Bootstrap methods, such as Bagging (Breiman 1996), are generally applied in approaches using random sampling techniques. In a typical procedure, bootstrap can provide us with an estimated distribution for statistical analysis by random sampling with replacement from all samples in the data set. In this study, the method of random sampling was independent for each group, and an equal number of samples were adopted in order to avoid bias by the difference in sample numbers among each group. Additionally, our approach adopted random sampling without replacement due to the potential for multicollinearity. Because genotype data show discrete values consisted of three genotypes and one missing data, the combinations of values were easy to be limited as much as causing multicollinearity. Especially, this phenomenon was apparent when LDA method was applied with the small sampling size. For this reason, the changing parameters of the sampling size were started with 40 samples by random sampling without replacement. Besides, the accuracy did not improve without any relation to the iteration times even when the sampling size was increased enough as showed in Figure 1c. This tendency was considered to be caused by highly correlated samples. To solve this problem, it might be better to adopt the data for random sampling with replacement than without replacement according to the size of the training data set.
Using genotype data, the diagnostic prediction of POAG by RBF SVM method generally performed well also in our study (Ban et al. 2010; Rojas et al. 2009). The applied 29 SNPs were selected by the statistical result of GWAS from enormous genotype data. Employment of the SNPs selected by some large size of population was useful for this type of diagnostic prediction study without complex procedures. Thus, simple strategy might be suitable for the post GWAS analysis. The bagging is generally considered to reduce variance of classifier such as DT method; therefore, the classifier with less variant such as SVM method was considered to be improved a little by bagging. However the result of our study was effective even when SVM, DT methods with bagging was not improved.
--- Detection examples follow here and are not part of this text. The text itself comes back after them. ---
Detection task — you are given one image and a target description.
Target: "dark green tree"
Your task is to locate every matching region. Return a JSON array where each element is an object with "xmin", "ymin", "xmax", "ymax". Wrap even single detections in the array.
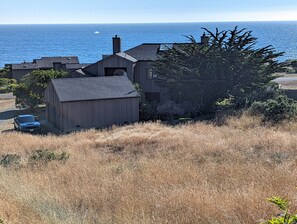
[
  {"xmin": 13, "ymin": 70, "xmax": 68, "ymax": 110},
  {"xmin": 155, "ymin": 27, "xmax": 283, "ymax": 112}
]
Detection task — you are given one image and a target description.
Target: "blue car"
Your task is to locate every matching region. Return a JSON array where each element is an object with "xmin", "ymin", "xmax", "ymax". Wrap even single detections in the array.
[{"xmin": 14, "ymin": 114, "xmax": 41, "ymax": 133}]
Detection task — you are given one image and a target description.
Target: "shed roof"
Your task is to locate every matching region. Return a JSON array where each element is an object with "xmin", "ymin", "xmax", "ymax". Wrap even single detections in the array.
[{"xmin": 52, "ymin": 76, "xmax": 139, "ymax": 102}]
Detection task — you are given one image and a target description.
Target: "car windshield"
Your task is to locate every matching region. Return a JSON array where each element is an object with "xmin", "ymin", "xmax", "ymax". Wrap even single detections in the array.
[{"xmin": 18, "ymin": 116, "xmax": 35, "ymax": 123}]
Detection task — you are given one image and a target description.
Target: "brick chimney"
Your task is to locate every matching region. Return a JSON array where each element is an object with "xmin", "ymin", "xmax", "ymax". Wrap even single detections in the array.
[
  {"xmin": 112, "ymin": 35, "xmax": 121, "ymax": 54},
  {"xmin": 201, "ymin": 33, "xmax": 209, "ymax": 45}
]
Using cytokine data, the diagnostic prediction of POAG by RBF SVM method also performed well, regardless of some fluctuation between two data sets. Thus, RBF SVM method was thought to be successfully suitable for each attribute data, genotype as well as cytokine, in our study. In other words, the base classifier is necessary to select suitably according to each attribute. However, the effectiveness of cytokine data analysis using SVM has been reported for selecting the significant cytokines to elucidate the pathway of inflammatory response (McKinney et al. 2006).
In this study, we found 3 cytokines that are associated with POAG in 29 cytokines. In our approach, some samples was certainly predicted by only cytokine attributes as shown in Figure 1b or c. These results demonstrated that POAG patients with low genetic risk were predicted by cytokine attributes effectively.
In terms of the integration approach, one of our goals is to predict the diagnosis and/or prognosis by the patterning of different types of experimental data. In the process, an interaction between genotype and cytokine might indicate a risk of disease development, because approximately 30% of the samples in the test data set were performed with a high prediction from both types of data. Our approach also elicited a good classification of same sample when one of the two data sets was used individually before integrating them. The classification was made successful by using one data set because either genotype or cytokine behaved as a risk of disease development in these samples. For such reasons, our approach is considered to be one of the good tools to analyze the mixed data, irrespective of their interaction.
In conclusion, we demonstrated that our integration approach improved the diagnostic prediction of POAG with use of two attributes, SNPs as genotype and serum cytokines. Although two attribute data are applied independently, this approach is not affected by the differences of attribute, because the base classifier was first set according to each type of attribute data. It was confirmed that when the setting of the base classifier for one data set is successfully optimized, the integration approach might be applied using additional data with other attributes. In view of the versatility and simplicity, our approach was thought to be effective and useful for various clinical applications in future.